The patient, who is from Mexico, was born with microtia, a rare birth defect that causes the auricle, or external part of the ear, to be small and malformed (it also can affect hearing in the ear). With more research, company executives said, the technology could be used to make many other replacement body parts, including spinal discs, noses, knee menisci, rotator cuffs and reconstructive tissue for lumpectomies. Further down the road, they said, 3-D printing could even produce far more complex vital organs, like livers, kidneys and pancreases.
“This is so exciting, sometimes I have to temper myself a little bit,” said Dr. Arturo Bonilla, a pediatric ear reconstructive surgeon in San Antonio who performed the woman’s implant surgery. The trial was funded by 3DBio Therapeutics, but Dr. Bonilla does not have any financial stake in the company. “If everything goes as planned, this will revolutionize the way this is done,” he said.
James Iatridis, who heads a spine bioengineering laboratory at Mount Sinai’s Icahn School of Medicine, said that other 3-D printed tissue implants were in the pipeline, but that he was unaware of any other products being tested in a clinical trial.
“The 3-D ear implant is then a proof of concept to evaluate biocompatibility, and shape matching and shape retention, in living people,” Dr.

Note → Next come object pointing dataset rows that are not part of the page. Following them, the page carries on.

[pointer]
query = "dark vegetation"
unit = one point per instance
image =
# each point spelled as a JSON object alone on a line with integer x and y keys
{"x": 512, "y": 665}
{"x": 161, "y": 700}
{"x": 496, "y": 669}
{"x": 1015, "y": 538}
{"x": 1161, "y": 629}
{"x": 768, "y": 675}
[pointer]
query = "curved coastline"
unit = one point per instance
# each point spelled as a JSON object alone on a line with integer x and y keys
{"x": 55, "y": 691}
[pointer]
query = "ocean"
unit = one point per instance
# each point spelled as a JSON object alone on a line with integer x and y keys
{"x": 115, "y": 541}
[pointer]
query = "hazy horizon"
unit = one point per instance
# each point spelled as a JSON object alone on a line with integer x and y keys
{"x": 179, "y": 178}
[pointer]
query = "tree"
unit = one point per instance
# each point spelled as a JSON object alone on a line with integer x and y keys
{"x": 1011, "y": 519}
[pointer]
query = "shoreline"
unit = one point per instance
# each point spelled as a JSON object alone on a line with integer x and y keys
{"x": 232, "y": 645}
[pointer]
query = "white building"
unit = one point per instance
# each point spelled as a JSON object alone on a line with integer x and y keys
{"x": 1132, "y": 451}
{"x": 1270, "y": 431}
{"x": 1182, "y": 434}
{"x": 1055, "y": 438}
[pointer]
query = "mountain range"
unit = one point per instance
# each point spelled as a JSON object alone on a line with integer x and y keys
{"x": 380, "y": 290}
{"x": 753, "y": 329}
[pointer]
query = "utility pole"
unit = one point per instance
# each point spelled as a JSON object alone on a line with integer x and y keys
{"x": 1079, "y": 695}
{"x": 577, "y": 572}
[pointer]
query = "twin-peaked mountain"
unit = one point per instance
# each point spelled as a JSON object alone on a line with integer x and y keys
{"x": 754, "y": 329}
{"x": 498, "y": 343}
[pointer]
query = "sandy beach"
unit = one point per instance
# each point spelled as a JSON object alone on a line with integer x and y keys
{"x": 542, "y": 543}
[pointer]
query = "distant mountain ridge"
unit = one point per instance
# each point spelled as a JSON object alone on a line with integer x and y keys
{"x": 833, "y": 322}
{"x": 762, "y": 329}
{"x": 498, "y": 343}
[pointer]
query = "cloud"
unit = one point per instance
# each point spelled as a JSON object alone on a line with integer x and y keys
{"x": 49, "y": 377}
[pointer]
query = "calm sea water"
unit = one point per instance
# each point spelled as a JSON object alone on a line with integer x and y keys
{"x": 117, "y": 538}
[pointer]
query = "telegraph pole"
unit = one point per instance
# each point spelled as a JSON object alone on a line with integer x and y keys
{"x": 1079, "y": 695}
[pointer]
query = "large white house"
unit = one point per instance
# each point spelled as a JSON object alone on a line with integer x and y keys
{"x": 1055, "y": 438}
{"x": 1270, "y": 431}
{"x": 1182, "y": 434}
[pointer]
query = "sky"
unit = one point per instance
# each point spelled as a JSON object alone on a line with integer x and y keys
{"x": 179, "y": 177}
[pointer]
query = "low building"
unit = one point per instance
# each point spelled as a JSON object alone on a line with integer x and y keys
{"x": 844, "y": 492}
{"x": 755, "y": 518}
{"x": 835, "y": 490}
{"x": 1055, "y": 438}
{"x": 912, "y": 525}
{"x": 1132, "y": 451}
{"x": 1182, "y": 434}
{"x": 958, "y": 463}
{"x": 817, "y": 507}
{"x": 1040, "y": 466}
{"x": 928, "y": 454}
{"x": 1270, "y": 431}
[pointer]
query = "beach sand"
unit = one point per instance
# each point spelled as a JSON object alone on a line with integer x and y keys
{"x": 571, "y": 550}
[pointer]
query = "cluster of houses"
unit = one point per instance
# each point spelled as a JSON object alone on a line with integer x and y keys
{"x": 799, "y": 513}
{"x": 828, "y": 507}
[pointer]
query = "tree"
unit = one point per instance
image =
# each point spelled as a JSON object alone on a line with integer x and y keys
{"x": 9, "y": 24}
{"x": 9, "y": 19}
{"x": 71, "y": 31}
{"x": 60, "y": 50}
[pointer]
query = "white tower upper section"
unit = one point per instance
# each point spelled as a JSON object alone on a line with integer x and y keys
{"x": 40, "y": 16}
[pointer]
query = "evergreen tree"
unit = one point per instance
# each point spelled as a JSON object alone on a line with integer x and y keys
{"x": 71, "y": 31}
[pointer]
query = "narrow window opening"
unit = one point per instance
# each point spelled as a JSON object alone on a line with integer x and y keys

Iatridis said.
Still, the external part of the ear is a relatively simple appendage that is more cosmetic than functional, said Dr. Feinberg of Carnegie Mellon. He cautioned that the path toward solid organs — like livers, kidneys, hearts and lungs — was still a long one. “Just going from an ear to a spinal disc is a pretty big jump, but it’s more realistic if you’ve got the ear,” he said.
The 3-D printing manufacturing process creates a solid, three-dimensional object from a digital model. The technology generally involves a computer-controlled printer depositing material in thin layers to create the precise shape of the object.